One has to do with the results of the Congressional race in one section of Ohio.
James Traficant was thrown out of the House of Representatives in July for ethics violations -- and when Congress says you're unethical, that's really saying something. He was also tossed into a federal prison, where he's serving eight years after being convicted of bribery and racketeering. However, since the law doesn't prohibit a felon from running for Congress, even while he's in the slammer (!), he was a candidate in Tuesday's election.
No, he didn't win. In fact, he came in a distant third. But he did get 15% of the vote. That works out to more than 27,000 people. Twenty-seven thousand people who thought their best choice for Congress this year would be a convicted felon whose home address is a cell number. He'd be a good choice to represent their best interests. A man for whom "homeland security" now comes down to whether the guy next to him in the prison laundry is carrying a shiv.
Weirder still is that Traficant had a campaign headquarters -- not in the prison -- where about 40 people gathered to watch the returns and cheer him on that evening. Maybe they were hoping for Traficant to get a come-from-behind surge. Although, since he's in prison, that's probably not a phrase he wants to hear.
That tells you one of two things. Either the people in that part of Ohio are downright loopy (and the fact that they had voted for Traficant several times before was already evidence of that), or it's the ultimate public proclamation on politicians: why vote for a possible crook when you can vote for a convicted one?
But on the question of bizarre balloting, nothing beats the question of cockfighting.
If you had asked me -- or most Americans, for that matter -- whether cockfighting was still legal anywhere in the US at this point in our history, I would have bet that it wasn't. I would have been dead wrong.
After what the state's largest newspaper termed "years of emotional and legal wrangling on both sides," the fine people of Oklahoma voted Tuesday on Question 687, which asked whether cockfighting should be banned in their state.
The answer was yes, and the margin of victory -- 130,000 votes -- could be considered resounding. What's troubling, however, is that over 438,000 Oklahomans voted "no." In other words, they were in favor of cockfighting!!
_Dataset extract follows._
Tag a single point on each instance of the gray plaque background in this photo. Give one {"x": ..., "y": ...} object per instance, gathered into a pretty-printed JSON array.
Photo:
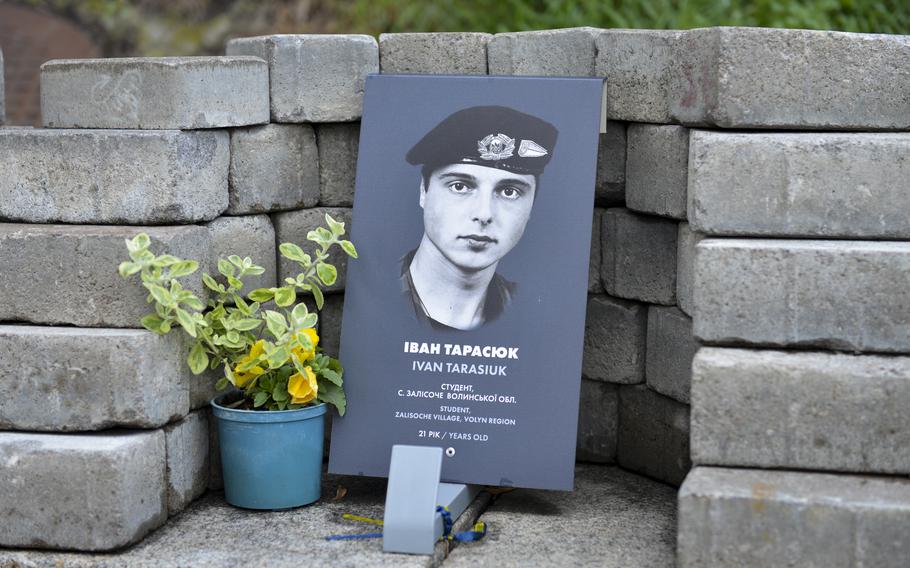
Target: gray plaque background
[{"x": 545, "y": 321}]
One of the opponents of the measure said that he wanted to keep it legal, because cockfighting has long been a part of the state's culture. Now there's something you don't see very often -- someone using the words "cockfighting" and "culture" in the same sentence, let alone in the same legal argument!
I suppose there may be a logical explanation for that many people coming out in favor of cockfighting. It's possible they were in a hurry and didn't read the whole question -- thus never seeing the "fighting" suffix.
The people of Oklahoma and Ohio probably think that California is the land of oddballs. But until the Golden State elects Robert Downey Jr. and Winona Ryder as its Senators, the title rests in one of the "O" states. So, Oregon, whatcha got?